C'est dans ce contexte qu'il faut comprendre les propos de Barak, selon lesquels chaque tribunal devrait être un Bagatz à part entière, et chaque juge, un petit Bagatz en lui-même. Le concept même du Bagatz est une institution extrêmement singulière, qui n'existe pratiquement qu'en Israël — et certainement pas avec l'étendue des pouvoirs et des prérogatives que détient le nôtre.
Un héritage colonial détourné
Les Britanniques avaient créé l'institution du Bagatz précisément parce qu'ils ne souhaitaient pas conférer de pouvoir aux juges des instances inférieures, composées de magistrats locaux non britanniques. Ils entendaient ainsi concentrer le pouvoir entre leurs propres mains. C'est pour cette même raison qu'ils n'avaient pas non plus introduit le système du jury en Palestine : ils ne voulaient pas accorder de pouvoir aux autochtones en tant que jurés.
Désormais, Barak souhaite prendre cette institution exceptionnelle qu'est le Bagatz et l'étendre, de facto, à l'ensemble des instances judiciaires — comme si celles-ci n'étaient pas déjà surchargées.
La politisation des institutions professionnelles
À mesure que l'ancienne hégémonie a perdu de son poids démographique et politique, la volonté de Barak et de ses héritiers de transférer le pouvoir vers des institutions dites « professionnelles » qu'elle contrôle s'est renforcée — au premier rang desquelles les tribunaux, l'université, les forces de sécurité et la haute fonction publique. Ce faisant, Barak a politiquement corrompu ces institutions, qui sont censées fonctionner selon une éthique professionnelle et non partisane.
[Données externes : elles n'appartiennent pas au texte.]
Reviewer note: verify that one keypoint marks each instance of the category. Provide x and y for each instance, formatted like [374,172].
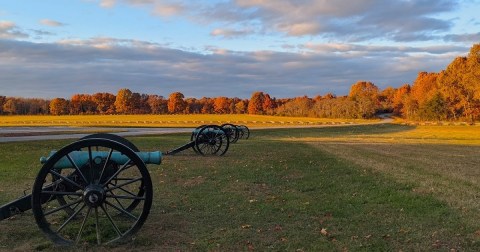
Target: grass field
[358,188]
[168,120]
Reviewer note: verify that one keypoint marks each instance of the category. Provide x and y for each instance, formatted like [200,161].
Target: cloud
[230,33]
[467,37]
[107,64]
[353,21]
[49,22]
[9,30]
[167,10]
[107,3]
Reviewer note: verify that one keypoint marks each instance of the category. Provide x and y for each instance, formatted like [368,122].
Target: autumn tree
[105,103]
[82,104]
[434,108]
[385,99]
[10,106]
[221,105]
[158,104]
[300,106]
[176,104]
[207,105]
[255,105]
[399,99]
[365,95]
[241,107]
[2,101]
[123,101]
[59,106]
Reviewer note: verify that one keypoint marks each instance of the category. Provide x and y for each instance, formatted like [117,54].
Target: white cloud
[9,30]
[230,33]
[49,22]
[107,3]
[108,64]
[167,10]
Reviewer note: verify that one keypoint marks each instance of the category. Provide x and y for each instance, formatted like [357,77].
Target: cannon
[236,132]
[98,189]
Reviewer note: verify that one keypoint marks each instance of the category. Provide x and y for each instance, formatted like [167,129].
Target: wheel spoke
[79,235]
[124,166]
[123,184]
[66,179]
[62,193]
[97,226]
[90,162]
[70,218]
[121,210]
[110,219]
[76,167]
[105,165]
[63,207]
[126,191]
[125,197]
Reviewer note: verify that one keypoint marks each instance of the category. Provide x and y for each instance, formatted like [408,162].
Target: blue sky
[55,48]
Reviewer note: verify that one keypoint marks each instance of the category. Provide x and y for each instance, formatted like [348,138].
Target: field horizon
[190,120]
[362,187]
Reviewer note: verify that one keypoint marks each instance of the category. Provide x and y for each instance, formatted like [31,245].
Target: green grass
[293,189]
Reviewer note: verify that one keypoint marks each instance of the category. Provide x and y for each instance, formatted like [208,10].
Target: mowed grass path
[169,120]
[360,188]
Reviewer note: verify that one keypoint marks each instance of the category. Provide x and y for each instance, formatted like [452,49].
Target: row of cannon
[98,189]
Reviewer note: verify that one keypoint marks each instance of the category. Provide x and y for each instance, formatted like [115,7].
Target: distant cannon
[98,189]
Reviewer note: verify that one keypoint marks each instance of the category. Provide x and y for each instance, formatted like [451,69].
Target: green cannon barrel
[80,158]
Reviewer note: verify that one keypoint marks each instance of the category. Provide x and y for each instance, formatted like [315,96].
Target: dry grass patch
[170,120]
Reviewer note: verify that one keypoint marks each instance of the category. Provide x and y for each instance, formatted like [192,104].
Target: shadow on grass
[333,131]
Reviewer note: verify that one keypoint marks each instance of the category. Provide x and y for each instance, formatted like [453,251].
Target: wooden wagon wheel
[244,132]
[231,131]
[100,179]
[212,140]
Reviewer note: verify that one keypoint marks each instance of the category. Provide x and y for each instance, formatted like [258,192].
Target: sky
[286,48]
Les tribunaux sont censés trancher des litiges ; l'armée est censée remporter des guerres ; l'université est censée enrichir le savoir humain ; et les médias sont censés révéler la vérité. Dès lors que de telles institutions commencent à se percevoir comme des agents de transformation sociale au service d'une vision idéologique particulière, elles s'érodent professionnellement et perdent progressivement la confiance du public.
Des mandataires, non des idéologues
En définitive, ni Barak, ni Kochavi, ni Zilber, ni Porat n'ont été nommés pour promouvoir leurs convictions personnelles. Ils ont été nommés pour accomplir la mission originelle des institutions qu'ils ont dirigées — une mission qui se doit d'être aussi professionnelle que possible, et non partisane. Le combat pour les valeurs et les visions du monde doit être laissé, en premier lieu, au champ politique : c'est là, et là seulement, que le public et ses représentants élus ont la capacité réelle de façonner le visage de la société.